Dewberry, 755 S.W.2d at 55.
The Warranty Agreement in the instant case does not contain an express, unambiguous disclaimer of the implied warranty of good workmanship and materials. Therefore, the Plaintiffs should be allowed to seek damages against Yarbrough for the breach of this implied warranty upon remand for their allegations of defectively installed plumbing.
In regard to Plaintiffs' final issue, chancery courts have both statutory and inherent jurisdiction involving suits for rescission. See Tucker v. Simmons, 287 S.W.2d 19, 21 (Tenn. 1956). As we believe the reason for this lawsuit and the gravamen of this lawsuit, as stated in the Bishofs' Complaint, is for rescission of the underlying contract, we hold that the trial court erred in dismissing the Bishofs' claim due to lack of jurisdiction. When a chancery court has jurisdiction for one purpose, it will take jurisdiction for all purposes incidental to its jurisdiction of the main subject. Tucker, 287 S.W.2d at 21; Martin v.
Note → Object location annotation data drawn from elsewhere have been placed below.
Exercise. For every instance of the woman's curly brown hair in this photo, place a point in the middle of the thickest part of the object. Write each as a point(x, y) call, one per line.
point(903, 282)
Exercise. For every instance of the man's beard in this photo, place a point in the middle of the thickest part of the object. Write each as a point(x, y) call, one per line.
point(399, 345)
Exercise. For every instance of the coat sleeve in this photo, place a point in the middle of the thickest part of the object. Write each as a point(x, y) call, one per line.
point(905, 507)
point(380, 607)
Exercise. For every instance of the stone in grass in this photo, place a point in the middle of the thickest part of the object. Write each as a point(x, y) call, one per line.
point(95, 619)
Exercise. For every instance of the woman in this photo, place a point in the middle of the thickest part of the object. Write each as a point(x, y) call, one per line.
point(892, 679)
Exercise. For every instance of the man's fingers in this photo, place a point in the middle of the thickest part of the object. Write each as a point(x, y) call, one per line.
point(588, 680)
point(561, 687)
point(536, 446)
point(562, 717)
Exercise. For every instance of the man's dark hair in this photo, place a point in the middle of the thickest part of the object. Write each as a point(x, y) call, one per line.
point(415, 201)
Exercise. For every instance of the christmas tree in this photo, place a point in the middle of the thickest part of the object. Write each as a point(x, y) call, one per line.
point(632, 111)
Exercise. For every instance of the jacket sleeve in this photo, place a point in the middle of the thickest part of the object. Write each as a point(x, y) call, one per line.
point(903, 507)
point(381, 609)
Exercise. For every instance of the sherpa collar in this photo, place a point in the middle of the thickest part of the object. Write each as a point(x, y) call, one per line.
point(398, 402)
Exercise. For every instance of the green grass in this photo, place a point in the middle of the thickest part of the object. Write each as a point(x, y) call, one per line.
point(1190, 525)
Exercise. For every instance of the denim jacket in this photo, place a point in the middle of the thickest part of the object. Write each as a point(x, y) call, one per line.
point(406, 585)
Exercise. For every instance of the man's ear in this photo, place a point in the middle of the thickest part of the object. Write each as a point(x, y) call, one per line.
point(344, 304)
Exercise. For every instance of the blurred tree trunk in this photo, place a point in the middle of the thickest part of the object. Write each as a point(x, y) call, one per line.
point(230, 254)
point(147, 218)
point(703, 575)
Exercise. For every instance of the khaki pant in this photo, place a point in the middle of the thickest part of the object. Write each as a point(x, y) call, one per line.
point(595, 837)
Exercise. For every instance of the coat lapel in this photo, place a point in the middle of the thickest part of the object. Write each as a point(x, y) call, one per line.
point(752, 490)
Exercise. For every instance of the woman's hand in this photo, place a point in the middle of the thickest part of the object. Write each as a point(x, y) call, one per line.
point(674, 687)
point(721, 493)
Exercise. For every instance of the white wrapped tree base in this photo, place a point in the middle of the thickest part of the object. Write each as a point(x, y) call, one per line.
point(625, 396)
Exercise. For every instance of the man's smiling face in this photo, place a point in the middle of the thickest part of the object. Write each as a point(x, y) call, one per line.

Martin, 755 S.W.2d 793, 797 (Tenn.App. 1988).
In summary, we hold (1) that the trial court properly confirmed and upheld the arbitration award in this case; (2) that the Plaintiffs cannot maintain an action against any one of the Defendants for the defects in their septic and site drainage systems that were previously arbitrated since they effectively assigned all claims arising out of the defective septic and site drainage systems to NHIC and HBWC; (3) that the alleged defects of the Plaintiffs' plumbing system are distinct from those of the septic and site drainage systems; (4) that the Plaintiffs are not bound to arbitrate their claims concerning the plumbing system in the absence of a signed arbitration agreement; (5) that the trial court improperly granted summary judgment in favor of Yarbrough on Plaintiffs' claims of misrepresentation and violation of the Tennessee Consumer Protection Act; (6) that the trial court properly granted summary judgment to all Defendants on Plaintiffs' claims of outrageous conduct; (7) that the trial court improperly granted summary judgment in favor of Yarbrough for breach of the implied warranty of good workmanship and materials; and (8) that the chancery court has jurisdiction to hear this case since the gravamen of Plaintiffs' Complaint is based on the equitable remedy of rescission.
It results that the judgment of the trial court is affirmed in part, reversed in part and this cause is remanded for further proceedings consistent with this opinion. Costs on appeal are taxed equally to Appellants and Appellees, for which execution may issue if necessary.
_______________________________ FARMER, J.